Representative Jeff Duncan (R-S.C.) has announced his decision to retire from the House at the end of his current term, joining a growing list of lawmakers opting not to seek re-election.

Duncan, 58, who has been a significant figure in Congress since his election in 2010 during the Tea Party movement, expressed a desire for new leadership and fresh perspectives in South Carolina’s 3rd Congressional District. In his statement, Duncan emphasized the importance of stepping aside for others to contribute new ideas and energy to the ongoing fight for liberty, marking an end to his tenure as a representative.

This announcement follows a previous statement in September where Duncan mentioned his family was going through a difficult and private moment. Around the same time, there were reports of his wife filing for divorce and allegations of Duncan’s involvement in multiple affairs, as per The Laurens County Advertiser.

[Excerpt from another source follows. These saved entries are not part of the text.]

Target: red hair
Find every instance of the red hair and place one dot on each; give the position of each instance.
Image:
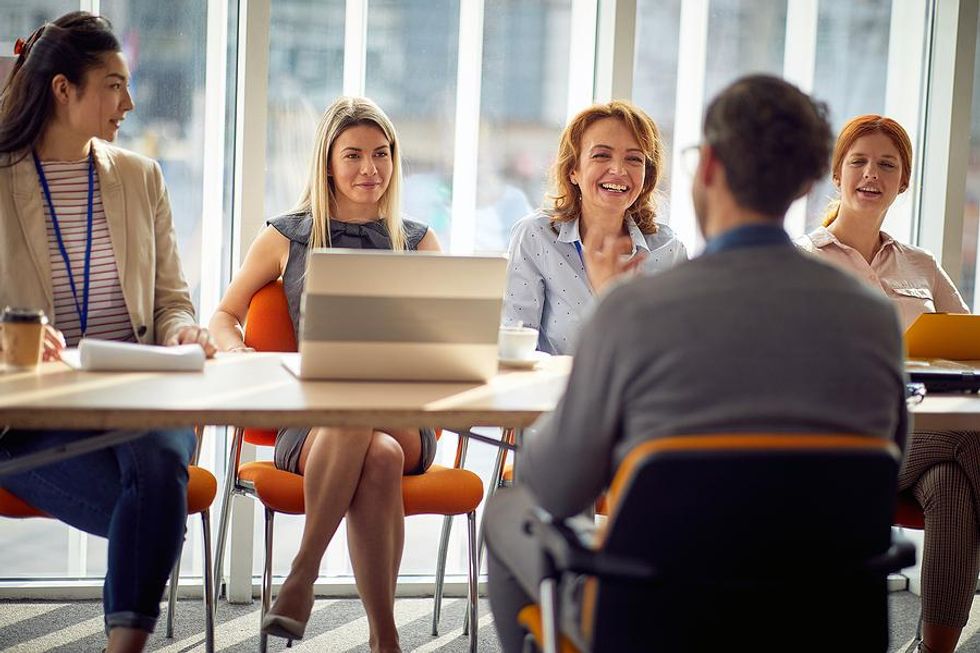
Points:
(865, 126)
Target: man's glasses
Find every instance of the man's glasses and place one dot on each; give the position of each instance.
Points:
(690, 157)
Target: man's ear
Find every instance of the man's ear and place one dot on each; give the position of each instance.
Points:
(708, 165)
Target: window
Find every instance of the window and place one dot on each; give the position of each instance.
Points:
(686, 52)
(411, 74)
(971, 205)
(306, 63)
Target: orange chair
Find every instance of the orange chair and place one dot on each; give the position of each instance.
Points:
(440, 490)
(201, 490)
(667, 574)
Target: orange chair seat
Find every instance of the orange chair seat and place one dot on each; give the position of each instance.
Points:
(260, 437)
(201, 490)
(908, 513)
(13, 506)
(440, 491)
(202, 487)
(530, 618)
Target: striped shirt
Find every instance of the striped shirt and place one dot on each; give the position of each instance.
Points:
(108, 317)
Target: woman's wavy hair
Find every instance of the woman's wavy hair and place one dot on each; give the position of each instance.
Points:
(865, 126)
(566, 202)
(69, 46)
(319, 196)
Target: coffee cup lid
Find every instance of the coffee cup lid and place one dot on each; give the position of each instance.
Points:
(23, 315)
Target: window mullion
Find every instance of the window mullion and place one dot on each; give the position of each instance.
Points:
(355, 47)
(469, 73)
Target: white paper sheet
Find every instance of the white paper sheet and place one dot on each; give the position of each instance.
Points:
(109, 356)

Before his congressional career, Duncan served in the South Carolina House of Representatives for eight years. In the U.S. House, he has been an active member of the Energy and Commerce Committee and chaired the Subcommittee on Energy, Climate, and Grid Security. A member of the House Freedom Caucus, Duncan has consistently presented himself as a fiscal conservative, advocating for significant spending cuts and tighter control of federal expenditure.

Duncan takes pride in his conservative voting record, highlighting his leadership in issues crucial to South Carolina and the nation, particularly in fiscal responsibility and American energy policy.

His departure adds to the 40 sitting lawmakers, including 18 Republicans, who have decided to step down or seek other offices, as reported by the House press gallery. Duncan’s exit is part of a broader trend in a Congress that has struggled with internal strife, particularly within the House GOP conference. The session has been marred by difficulties, including multiple ballots for Speaker, looming shutdown cliffs, potential economic default, and other legislative challenges.

Representing a solid Republican district, where former President Trump won by over 30 percentage points in 2020, Duncan’s retirement opens the door for new Republican leadership in a stronghold area.